While human odor is made up of dozens of different compounds, it is also found in most mammals in slightly different proportions.
The scientists collected samples of hair, fur and wool, and used the scent from 16 people, two mice, two pigs, two quails, one sheep and four dogs..
“For the human samples, we had a bunch of great volunteers, we didn’t let them shower a few days and then we collected their odors,” said graduate student Jessica Zung.
The researchers later collected human and animal odors in a non-destructive manner, and designed a system that would allow them to pass the human odor to mosquitoes..
At first, researchers suspected that mosquito brains likely had a sophisticated technique for distinguishing humans from other animals, but the study found that the process was much simpler than thought..
“The simplicity surprised us,” Melbride said. Despite the complexity of human scent, and the fact that it doesn’t really contain any of the compounds specific to humans, mosquitoes have evolved a surprisingly simple mechanism to recognize us.”
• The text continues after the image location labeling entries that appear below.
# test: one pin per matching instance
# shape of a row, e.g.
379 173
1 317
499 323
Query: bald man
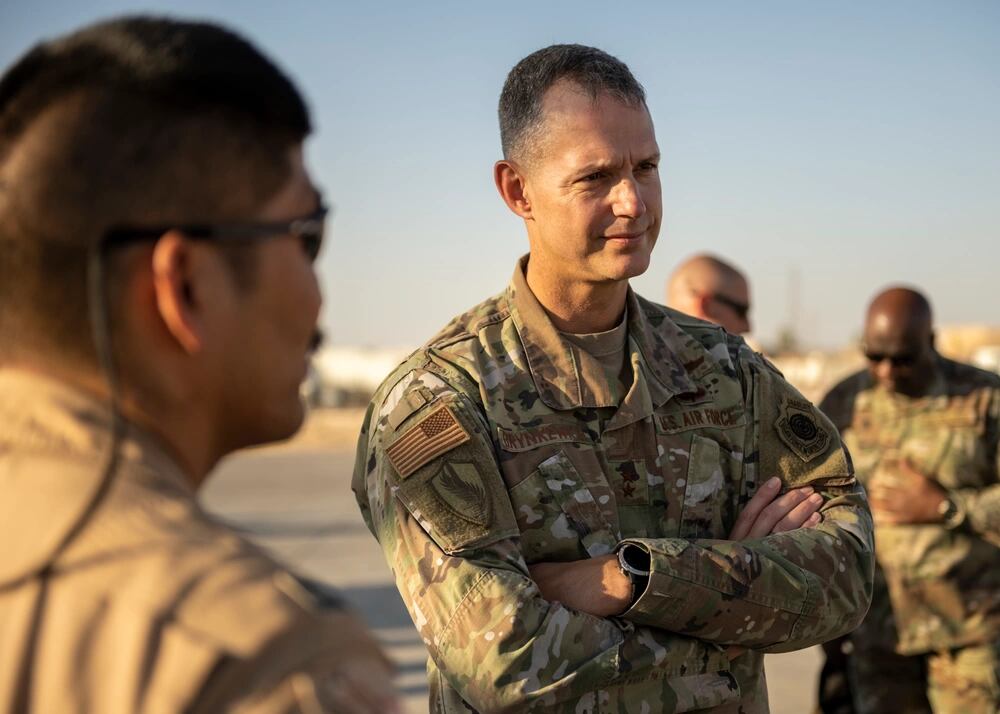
923 431
711 289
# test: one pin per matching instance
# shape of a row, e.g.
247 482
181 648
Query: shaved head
709 288
899 341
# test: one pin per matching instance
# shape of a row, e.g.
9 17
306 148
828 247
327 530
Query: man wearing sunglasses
923 431
157 306
709 288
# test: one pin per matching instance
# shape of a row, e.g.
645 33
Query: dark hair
592 70
137 120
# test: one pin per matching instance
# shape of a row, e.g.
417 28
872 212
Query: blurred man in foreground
156 219
554 476
923 431
709 288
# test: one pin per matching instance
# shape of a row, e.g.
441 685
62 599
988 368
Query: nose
628 201
884 370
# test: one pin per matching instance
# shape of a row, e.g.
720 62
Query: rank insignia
798 427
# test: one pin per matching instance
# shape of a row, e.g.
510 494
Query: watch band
637 576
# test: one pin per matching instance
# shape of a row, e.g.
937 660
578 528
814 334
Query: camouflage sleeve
432 494
979 509
785 591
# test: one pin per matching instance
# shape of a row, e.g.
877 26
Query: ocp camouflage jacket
943 579
491 448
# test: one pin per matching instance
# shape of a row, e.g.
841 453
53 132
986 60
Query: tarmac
296 501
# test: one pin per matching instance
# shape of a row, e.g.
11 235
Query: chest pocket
701 471
950 446
705 492
943 440
561 515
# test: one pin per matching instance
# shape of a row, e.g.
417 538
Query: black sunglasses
903 360
741 309
308 229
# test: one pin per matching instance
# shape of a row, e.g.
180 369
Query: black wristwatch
950 515
634 563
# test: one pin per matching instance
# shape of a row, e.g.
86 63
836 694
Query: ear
511 184
703 303
175 293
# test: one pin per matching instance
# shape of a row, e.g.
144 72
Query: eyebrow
595 166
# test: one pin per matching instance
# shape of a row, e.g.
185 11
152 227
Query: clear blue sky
854 143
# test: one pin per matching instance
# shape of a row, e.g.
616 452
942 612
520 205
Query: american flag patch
432 436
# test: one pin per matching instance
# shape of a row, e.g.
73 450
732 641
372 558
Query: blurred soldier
923 431
156 219
553 475
709 288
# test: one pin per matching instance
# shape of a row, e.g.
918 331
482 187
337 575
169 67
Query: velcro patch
798 427
527 438
701 418
460 489
435 434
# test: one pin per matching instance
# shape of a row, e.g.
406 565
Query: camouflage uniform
933 632
495 446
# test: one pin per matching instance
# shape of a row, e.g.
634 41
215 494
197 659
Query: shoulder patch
436 433
798 427
460 489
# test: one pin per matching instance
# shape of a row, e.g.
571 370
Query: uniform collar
53 450
657 350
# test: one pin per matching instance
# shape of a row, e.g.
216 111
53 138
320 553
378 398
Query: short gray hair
592 70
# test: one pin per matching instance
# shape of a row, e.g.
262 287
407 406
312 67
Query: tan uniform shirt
151 606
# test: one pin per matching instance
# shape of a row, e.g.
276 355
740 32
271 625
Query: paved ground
296 501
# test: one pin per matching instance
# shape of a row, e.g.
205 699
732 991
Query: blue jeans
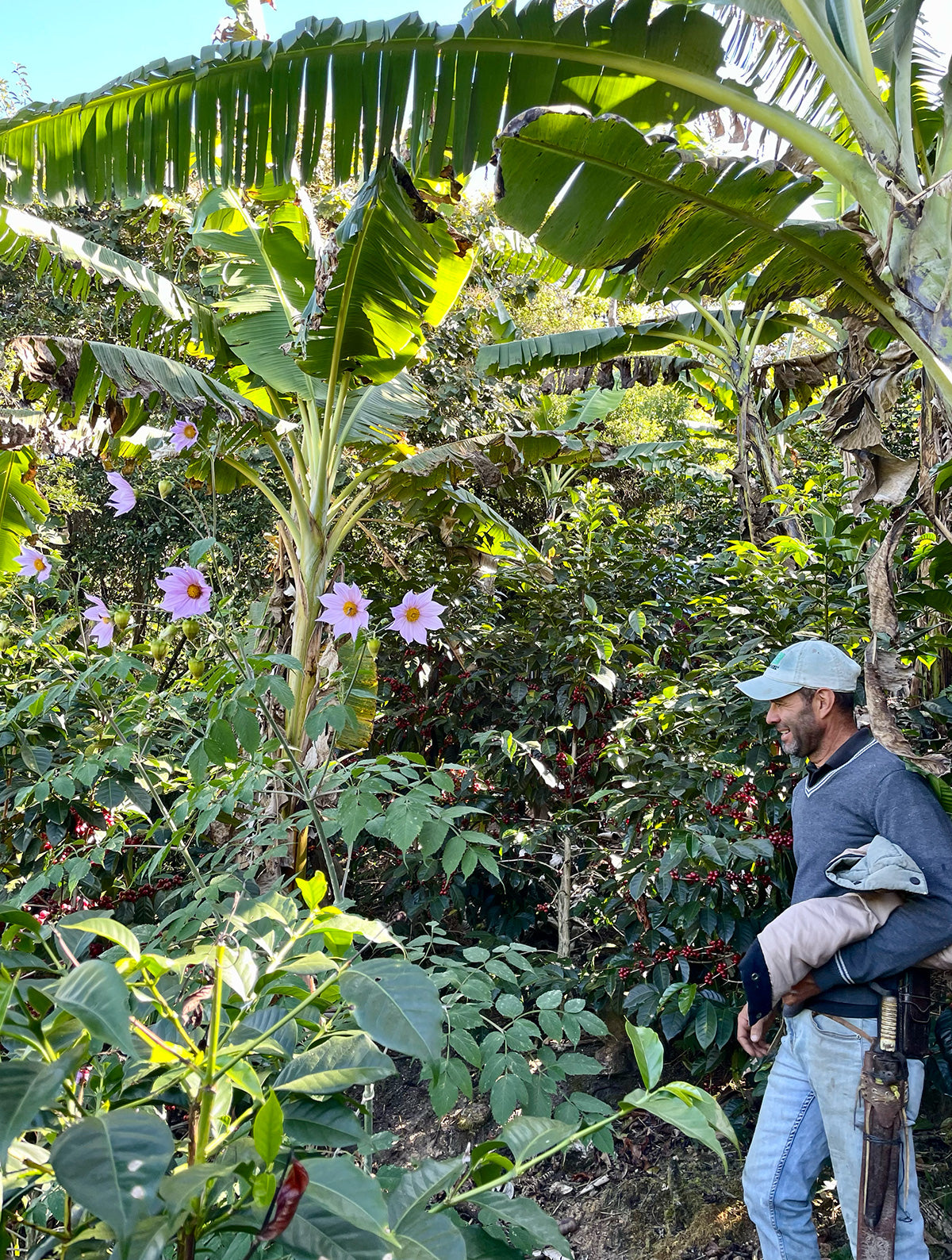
812 1110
The study concluded that mosquito brains contain 60 neurons, many of which help the insects find their favorite food..
“When I first saw brain activity, I couldn’t believe it, only two (glomeruli) were involved in the process,” said Zile Zahua, a graduate student at Princeton University, one of the study’s authors. “This contradicted everything we expected, so I repeated the experiment several times. With more people, more animals. I just didn’t believe it. It is very simple.”
The scientists then revealed the characteristics that these nerve centers were determining, and they found that mosquitoes use these centers to detect two chemicals that have an orange and slightly acidic smell rich in human smell..
“For me, it’s an evolutionary story,” McBride explained. “If we created a statistical test to distinguish human odor, it would be very complicated, but the mosquito does something remarkably simple, and simplicity usually works well when it comes to evolution.”